You Have a Seat at the Dinner Table

You Have a Seat at the Dinner Table

As a boy growing up in Michigan, I remember dinner time being one of my favorite moments of the day. Our whole family would gather around the dinner table to share stories about what we had experienced, good and bad. It was a sacred place. Our dinner table was nothing fancy. It was made with faux wood and covered with marker stains from art projects. Even though it wasn’t the most attractive piece of furniture, it stood for something noteworthy. It created a space for us to come together regardless of our differences and helped nourish the hunger of our family’s souls.

As I got older, we started eating in different places around the house. Dad would work late and sometimes not make it to the dinner table at all. Eventually our stories merely amounted to fragmented conversations and our dinner table became a decorative piece, standing lonely in our kitchen.

I often wonder if things would have been different for our family if that table had remained a place where we gathered to pause and enjoy each other. By the time I was sixteen, my father had left the family and my mother was working a minimum of two jobs at a time just to keep up with the mortgage and survive. Our new normal was far from desirable and our home never regained its feel of refuge.
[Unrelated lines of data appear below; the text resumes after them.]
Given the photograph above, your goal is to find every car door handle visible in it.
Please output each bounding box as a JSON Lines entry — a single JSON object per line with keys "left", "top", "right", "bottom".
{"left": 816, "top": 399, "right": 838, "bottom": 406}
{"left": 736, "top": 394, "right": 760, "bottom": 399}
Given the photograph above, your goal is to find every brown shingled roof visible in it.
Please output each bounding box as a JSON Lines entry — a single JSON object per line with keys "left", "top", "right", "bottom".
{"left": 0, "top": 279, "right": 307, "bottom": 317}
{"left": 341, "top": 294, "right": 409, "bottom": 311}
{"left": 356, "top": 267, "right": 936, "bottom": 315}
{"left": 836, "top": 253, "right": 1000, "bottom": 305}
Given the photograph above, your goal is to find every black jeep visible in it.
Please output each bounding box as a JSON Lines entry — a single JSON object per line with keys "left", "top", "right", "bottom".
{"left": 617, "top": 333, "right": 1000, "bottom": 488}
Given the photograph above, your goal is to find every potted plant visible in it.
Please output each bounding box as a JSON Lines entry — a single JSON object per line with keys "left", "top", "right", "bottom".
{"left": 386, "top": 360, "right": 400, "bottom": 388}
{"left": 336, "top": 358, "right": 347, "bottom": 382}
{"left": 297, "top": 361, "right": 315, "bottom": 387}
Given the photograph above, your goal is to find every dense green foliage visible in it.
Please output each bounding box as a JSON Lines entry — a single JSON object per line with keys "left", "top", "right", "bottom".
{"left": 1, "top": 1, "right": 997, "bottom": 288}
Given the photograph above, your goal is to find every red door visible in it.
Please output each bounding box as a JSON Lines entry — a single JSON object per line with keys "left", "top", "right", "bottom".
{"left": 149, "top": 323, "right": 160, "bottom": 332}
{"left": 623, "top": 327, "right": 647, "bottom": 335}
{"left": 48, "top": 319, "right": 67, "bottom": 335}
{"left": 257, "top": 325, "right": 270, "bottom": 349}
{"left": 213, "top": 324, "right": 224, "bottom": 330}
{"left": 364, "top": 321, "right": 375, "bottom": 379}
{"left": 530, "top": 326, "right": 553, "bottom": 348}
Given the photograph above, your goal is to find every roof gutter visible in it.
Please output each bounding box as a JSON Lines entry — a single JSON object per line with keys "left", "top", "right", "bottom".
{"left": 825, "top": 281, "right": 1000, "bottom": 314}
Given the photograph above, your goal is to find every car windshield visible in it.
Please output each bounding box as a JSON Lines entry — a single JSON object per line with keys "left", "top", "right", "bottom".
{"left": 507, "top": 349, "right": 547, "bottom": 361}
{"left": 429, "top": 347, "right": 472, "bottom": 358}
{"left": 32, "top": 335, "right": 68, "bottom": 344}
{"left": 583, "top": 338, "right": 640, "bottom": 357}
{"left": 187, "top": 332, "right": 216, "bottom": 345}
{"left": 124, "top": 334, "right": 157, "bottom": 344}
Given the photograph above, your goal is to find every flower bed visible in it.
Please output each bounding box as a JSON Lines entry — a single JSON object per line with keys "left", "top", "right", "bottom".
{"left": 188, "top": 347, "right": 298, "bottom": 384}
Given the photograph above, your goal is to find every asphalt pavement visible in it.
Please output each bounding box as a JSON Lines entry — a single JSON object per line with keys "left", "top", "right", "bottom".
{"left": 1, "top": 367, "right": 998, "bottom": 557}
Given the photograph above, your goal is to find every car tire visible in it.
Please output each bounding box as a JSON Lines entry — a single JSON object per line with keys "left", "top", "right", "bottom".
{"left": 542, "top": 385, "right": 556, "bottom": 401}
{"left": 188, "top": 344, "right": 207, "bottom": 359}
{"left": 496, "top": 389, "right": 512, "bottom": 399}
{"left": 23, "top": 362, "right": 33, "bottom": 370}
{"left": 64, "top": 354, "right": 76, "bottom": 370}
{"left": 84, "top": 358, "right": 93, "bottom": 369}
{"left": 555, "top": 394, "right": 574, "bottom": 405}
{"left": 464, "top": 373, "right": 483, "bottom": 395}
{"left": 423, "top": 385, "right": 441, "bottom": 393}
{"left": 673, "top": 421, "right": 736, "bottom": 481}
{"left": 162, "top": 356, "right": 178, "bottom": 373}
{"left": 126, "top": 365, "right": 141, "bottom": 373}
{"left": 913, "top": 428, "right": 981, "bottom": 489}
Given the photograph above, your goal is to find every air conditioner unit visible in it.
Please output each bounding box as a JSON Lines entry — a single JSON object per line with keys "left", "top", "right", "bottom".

It doesn’t take much to pull a family apart. Each of us have the world pleading for our time and attention. The reality is that everyday we sacrifice something to capitalize on something else. When we choose to rush, we sacrifice time to slow down. If we take on overwhelming debt, we lose generous freedom. The rituals of our life rhythms position us to choose either scarcity or abundance. One leads to desolation, the other consolation. Life has a tendency to try to pull us all away from the table.

It’s because of this that Jesus invites all of His family, even those prone to scatter, to come and sit at His table. But we often make excuses that keep us away from the feast in the Kingdom of God. It reminds me of the Parable of the Great Banquet in Luke 14. Jesus shares a story about a man who prepared a great banquet and invited many guests. When the man sent his servant out to tell those that were invited that the meal was ready, the man encountered many excuses about why they couldn’t attend.

I’m convinced that one of the most important spiritual disciplines for us to recover is the discipline of gathering around the table, communing with God and each other.

In her book Bread and Wine, Shauna Niequist writes, “We don’t come to the table to fight or to defend. We don’t come to prove or to conquer, to draw lines in the sand or to stir up trouble. We come to the table because our hunger brings us there. We come with a need, with fragility, with an admission of our humanity. The table is the great equalizer, the level playing field many of us have been looking everywhere for. The table is the place where the doing stops, the trying stops, the masks are removed, and we allow ourselves to be nourished, like children. We allow someone else to meet our need. In a world that prides people on not having needs, on going longer and faster, on going without, on powering through, the table is a place of safety and rest and humanity, where we are allowed to be as fragile as we feel.”

Maybe you’ve grown divided with your family and you’re standing lonely in your kitchen. Maybe you’ve filled yourself up with success and status and find yourself less hungry to feast on the simple meal that Jesus offers. If you’re wandering and scattered, there’s always a way back to the table. We’ve saved you a seat. And you’ll find more than just sustenance; you’ll find family to belong to, and the rest and forgiveness that only Jesus can supply.  

Would you consider coming back to the table?